About this coin
Face value: one penny.
Collector value: maybe a quarter, American.
The first of my orphans to be left in the forest. This isn't a traveller or anything; it's yours to do with as you please.
If you look closely at the top of George's head and Britannia's left arm, it looks like this coin was silver plated at once, long enough ago that the plating has almost completely worn away. This would take away from its value to a coin collector (as small as that is).
Was this was part of necklace or bracelet? A good luck charm? Maybe 1913 was the birth year of the person who carried it. Or the marriage year. I wonder if it worked its way back into circulation once the plating wore off.
I've been carrying this one around with me lately, so it's chock full of fresh weasel. I'd enjoy hearing where it goes from here. I might even put your name or letter on this page (unless you ask me not to). Address it to coins@FieldNotebook.com.
History: bought (in a lot of 36 assorted coins) from a dealer in Florida. Left in the Iatoosh Cache in Massachusetts on July 17, 2004. Loved that cache.
George V phones home. On August the second, Larry writes: I now have this coin in Colorado. How did it get here? My fiance's parents found the coin in the geocache on Saturday. We live in Colorado but were back there for a wedding and staying at her parent's. They gave me the coin because they know I collect them. I mostly save US coins and don't have many old foreign coins, so this will probably sit in my collection until I either sell the entire thing or I put it in a geocache out here!
Thanks, Larry.
Inscription:
GEORGIVS V DEI GRA:BRITT:OMN:REX FID:DEF:IND:IMP:
Which, when translated out of British coin-speak short-hand Latin, means "George V King by the Grace of God, Defender of The Faith and Emperor of India."
That's a very neat trick. Using this clever system, we could say the Pledge of Allegiance like: PLG:FLG:USA RPB:ONE:GD:IND OMN:LIB:JST:YAY!
And the National Anthem would fit on the head of a pin! SEE FLAG? NOT ME!
Work this one out yourself: X.FST:BLT X.PWR:LOCO 1:JMP:BLDG LOOK!SPRMN
About George V:
George Frederick Ernest Albert Windsor (1865 - 1936) was the second son of Edward VII. His older brother Eddy, the heir to the throne, was a very dim lad, but he died before taking the throne, which was convenient for everyone (but Eddy, of course). He had been engaged to his second cousin once removed, Princess Mary of Teck, when he died. George took up the engagement and married his brother's fiancée the following year.
Actually, it was very much a love match. Go figure. They were terribly devoted to each other, writing several times a day on the rare occasions they were separated, and managed to make a life for themselves and their six children that was almost normal. You know, for a king and queen.

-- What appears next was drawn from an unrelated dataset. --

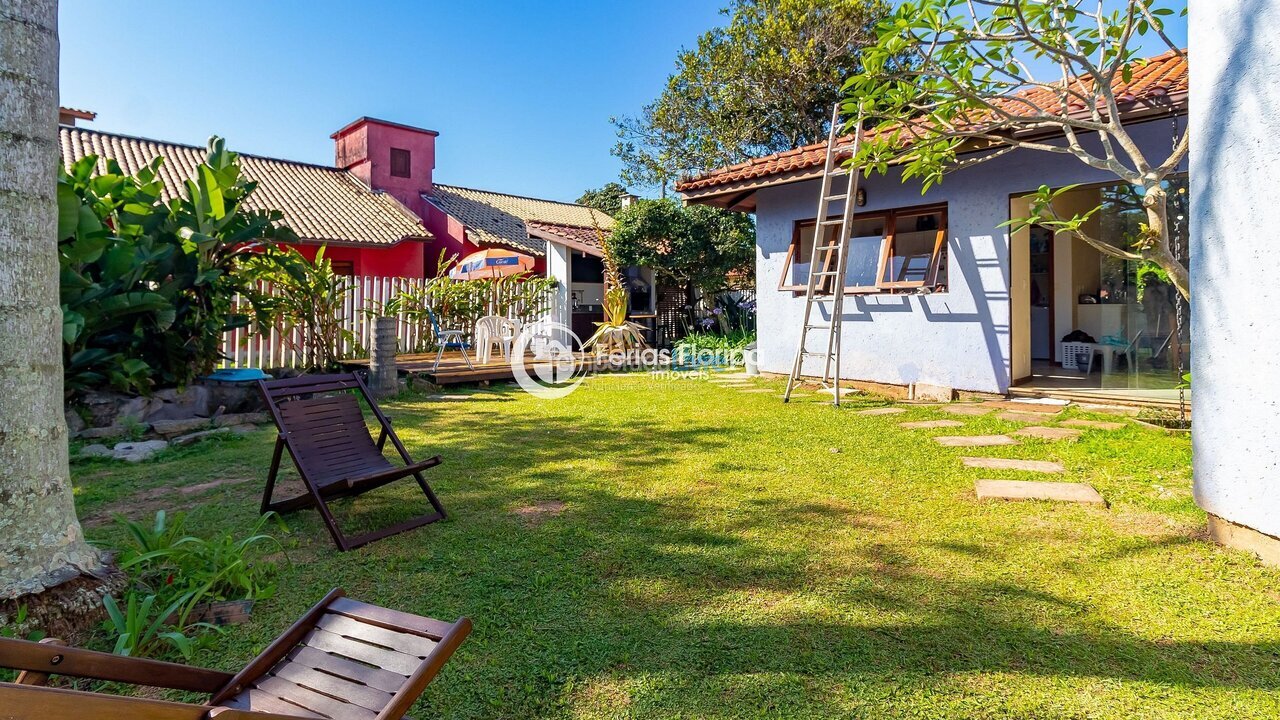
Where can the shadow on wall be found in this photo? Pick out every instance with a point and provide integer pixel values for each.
(936, 309)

Queen Mary's mother, Princess Mary Adelaide of Cambridge, was Queen Victoria's first cousin and a very popular royal. She was short and very fat and extravagant in her habits. She seemed happy to be called "Fat Mary" by the hoi polloi. "The mob like fat people," Victoria sniffed, apparently without irony.
WWI was a difficult issue for the Royal Family, since they were, by bloodline, more German than English. Wilhelm II, Emperor of Germany, was George's first cousin Willy. To dispel the discomfort his subjects might feel about it, George changed both his personal surname and the name of his house to the English-sounding "Windsor."
What it was before is tricky. Royalty generally don't have or don't use last names, going by title or house name (there are so few of them, they don't run into questions like "Wait, are you talking about King Eustace III of Saxony Meyers or King Eustace III of Saxony Davis?"). The British royals had been from the House of Saxe-Coburg-Gotha, which was neither English nor convenient for filling out forms. Queen Victoria commissioned a scholar to determine if she had a last name, as well. He thought so, and he thought it was "Wettin." But it's all Württemberg under the bridge now.
George's hobby was stamp collecting. This made the nation's intelligentsia roll their eyes, but it went a long way to popularize philately. I just had to say "philately."
George V died in 1936, after a reign of 26 years. He had been a steady, conscientious man and a popular king.
Queen Mary lived until 1953, long enough to see her granddaughter become queen. She was an imposing figure. It's said that the novelist E.M. Forster once bowed to a wedding cake, mistaking it for the queen.
Read more about the British penny here.
George V was the last of the Windsors to have a touch of that googly-eye thing that made George III look so much like a bullfrog.